Once done, you visit every node of the tree to find the one with the highest count at the deepest level (because if "asdf" occurs 5 times then "a", "as" and "asd" occur a minimum of 5 times, by definition).
cletus
2008-12-18 14:09:54
+1
A:
The substring that repeats the most will be a single letter, so you'll find the letter that occurs the most. This is quite easy:
>>> str = 'Can Berk Güder'
>>> letters = [l for l in str]
>>> uniq_letters = set(letters)
>>> counts = [(letters.count(l), l) for l in uniq_letters]
>>> counts
[(1, 'B'), (1, 'C'), (1, 'G'), (1, 'a'), (1, 'd'), (1, 'k'), (1, 'n'), (1, 'ü'), (2, ' '), (2, 'e'), (2, 'r')]
Can Berk Güder
2008-12-18 14:10:03
Don’t forget the empty string! :)
Bombe
2008-12-18 14:14:08
That depends on the definition of the problem. In the case of "asasd", what is the most common substring? "a", "s" or "as"? I'd say its the longest substring in the case of a tie otherwise the problem is trivial, like you say, unless you need to find all equally occuring substrings.
cletus
2008-12-18 14:14:09
@Bombe: I assumed the empty substring was ignored, since it occurs infinitely many times in any string. =)
Can Berk Güder
2008-12-18 15:24:06
@cletus: Note that a longer substring cannot occur more than a shorter one, so a shorter answer (substring) is just as good. Of course, things change if all correct answers need to be listed.
Can Berk Güder
2008-12-18 15:25:36
@CanBerk: the problem also needs to be clarified as to whether "any", "all" or "the longest" most frequent substring(s) need to be returned.
cletus
2008-12-19 01:47:10
A:
// C# code, finds one of the most occurred non-empty substrings in O(n), proof by the reader!
int[] x = new int[65536];
foreach (char c in myString)
x[(int)c]++;
int max = 0;
for (int i = 0; i < x.Length; ++i)
if (x[max] < x[i])
max = i;
return ((char)max).ToString();
This probably isn't what you want, though. You might need to look at something like Huffman coding...
Mehrdad Afshari
2008-12-18 14:11:10
+1
A:
Sounds like you are looking for something close to a compression algorithm. Compression works by finding redundant (repeated) information, and replacing it with a pointer to the first occurrence. Here are a few samples of code to do so:
http://www.developerfusion.com/code/1642/string-compression/
http://www.howtodothings.com/computers/a1223-simple-string-compression.html
Bork Blatt
2008-12-18 14:13:39
A:
In a "N" lenghted Strings,
No Of "1" character will be "N" which requires comparision of N * (N-1) / 2
No of "2" characters will be "N-1" which requires comparision of (N-1) * (N-2) / 2
No of "3" characters will be "N-2" which requires comparision of (N-2) * (N-3) / 2
.............
and No of "N" characters will be "1" which requires compariosn of (1 * 0 / 2)

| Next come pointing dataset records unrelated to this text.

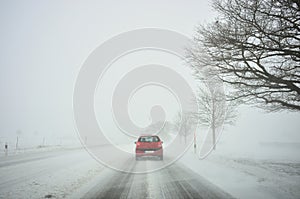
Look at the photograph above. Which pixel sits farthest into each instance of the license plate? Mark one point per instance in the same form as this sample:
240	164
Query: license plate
149	151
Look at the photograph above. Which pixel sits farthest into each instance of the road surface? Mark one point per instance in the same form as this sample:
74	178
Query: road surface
74	174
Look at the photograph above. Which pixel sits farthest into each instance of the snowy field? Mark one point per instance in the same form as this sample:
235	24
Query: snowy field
252	175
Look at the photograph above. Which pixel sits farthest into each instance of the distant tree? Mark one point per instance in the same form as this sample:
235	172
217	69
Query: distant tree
183	123
214	111
254	46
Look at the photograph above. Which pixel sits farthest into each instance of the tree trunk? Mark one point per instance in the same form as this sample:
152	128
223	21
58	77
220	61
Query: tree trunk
214	137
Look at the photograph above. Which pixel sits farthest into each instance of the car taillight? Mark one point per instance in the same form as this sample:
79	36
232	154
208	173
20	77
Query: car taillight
159	144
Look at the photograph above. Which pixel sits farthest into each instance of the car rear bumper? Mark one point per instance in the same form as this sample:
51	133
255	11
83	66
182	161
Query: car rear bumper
148	152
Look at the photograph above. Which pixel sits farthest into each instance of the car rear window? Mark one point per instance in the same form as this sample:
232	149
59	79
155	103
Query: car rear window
149	139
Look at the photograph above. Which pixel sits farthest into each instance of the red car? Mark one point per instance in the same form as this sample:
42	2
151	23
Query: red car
149	145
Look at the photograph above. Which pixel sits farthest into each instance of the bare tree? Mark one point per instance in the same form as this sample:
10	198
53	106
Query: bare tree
183	123
255	46
214	111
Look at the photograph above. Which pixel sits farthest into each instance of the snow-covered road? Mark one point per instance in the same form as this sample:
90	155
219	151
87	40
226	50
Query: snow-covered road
72	173
175	181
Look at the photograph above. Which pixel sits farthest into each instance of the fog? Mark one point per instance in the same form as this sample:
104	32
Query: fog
44	44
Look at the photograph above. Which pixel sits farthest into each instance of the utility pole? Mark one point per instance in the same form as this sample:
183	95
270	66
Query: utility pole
17	143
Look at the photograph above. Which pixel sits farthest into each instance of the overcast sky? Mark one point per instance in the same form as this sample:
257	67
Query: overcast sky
44	44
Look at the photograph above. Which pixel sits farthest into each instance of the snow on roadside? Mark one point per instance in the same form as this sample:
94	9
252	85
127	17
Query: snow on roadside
54	177
245	177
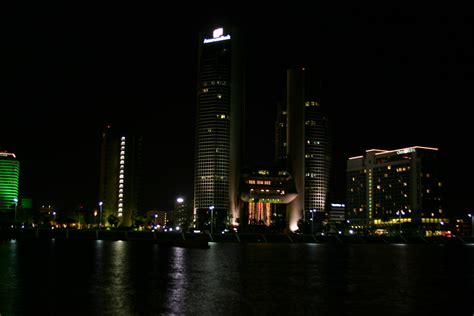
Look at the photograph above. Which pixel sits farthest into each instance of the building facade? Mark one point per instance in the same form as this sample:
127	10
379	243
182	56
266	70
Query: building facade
9	186
265	194
317	163
183	214
303	140
395	190
218	129
121	172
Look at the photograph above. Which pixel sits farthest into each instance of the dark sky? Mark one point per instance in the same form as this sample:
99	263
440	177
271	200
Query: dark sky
391	77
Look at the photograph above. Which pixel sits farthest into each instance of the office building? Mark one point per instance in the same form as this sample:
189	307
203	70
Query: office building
121	172
218	129
394	190
306	147
9	186
317	163
265	194
183	214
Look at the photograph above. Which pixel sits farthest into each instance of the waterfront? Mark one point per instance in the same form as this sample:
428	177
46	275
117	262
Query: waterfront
127	278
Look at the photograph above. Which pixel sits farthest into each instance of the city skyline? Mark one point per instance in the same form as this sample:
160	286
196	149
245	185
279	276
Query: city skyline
391	78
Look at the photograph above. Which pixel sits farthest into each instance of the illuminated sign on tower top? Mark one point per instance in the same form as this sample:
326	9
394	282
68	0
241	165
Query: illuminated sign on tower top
217	36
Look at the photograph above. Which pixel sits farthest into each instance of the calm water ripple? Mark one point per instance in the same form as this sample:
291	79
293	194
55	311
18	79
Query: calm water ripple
138	278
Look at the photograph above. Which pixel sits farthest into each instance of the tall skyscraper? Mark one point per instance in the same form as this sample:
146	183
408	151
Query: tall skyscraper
307	145
388	189
121	171
317	164
296	141
218	129
9	184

Hence No Of Max Substrings = "N" + "N-1" + .... "1" = (N * ( N+1) / 2 ) and comparions required is (N+1) * (N) * (N-1) / 6
If you do a Bucket placing (not sorting) at each no of characters to the same size, then
No Of "1" character will be "N" which requires comparision of N -1 with buckets of N
No of "2" characters will be "N-1" which requires comparision of (N-2) with Buckets of N-1
No of "3" characters will be "N-2" which requires comparision of (N-3) with Buckets of N-2
.............
and No of "N" characters will be "1" which requires compariosn of 0 with Bucket of 1
Here it reduces the total comparisions to "N * (N-1) / 2"
Finally after doing bucket placing, take the bucket which has highest nos for your answer.
lakshmanaraj
2008-12-19 11:14:29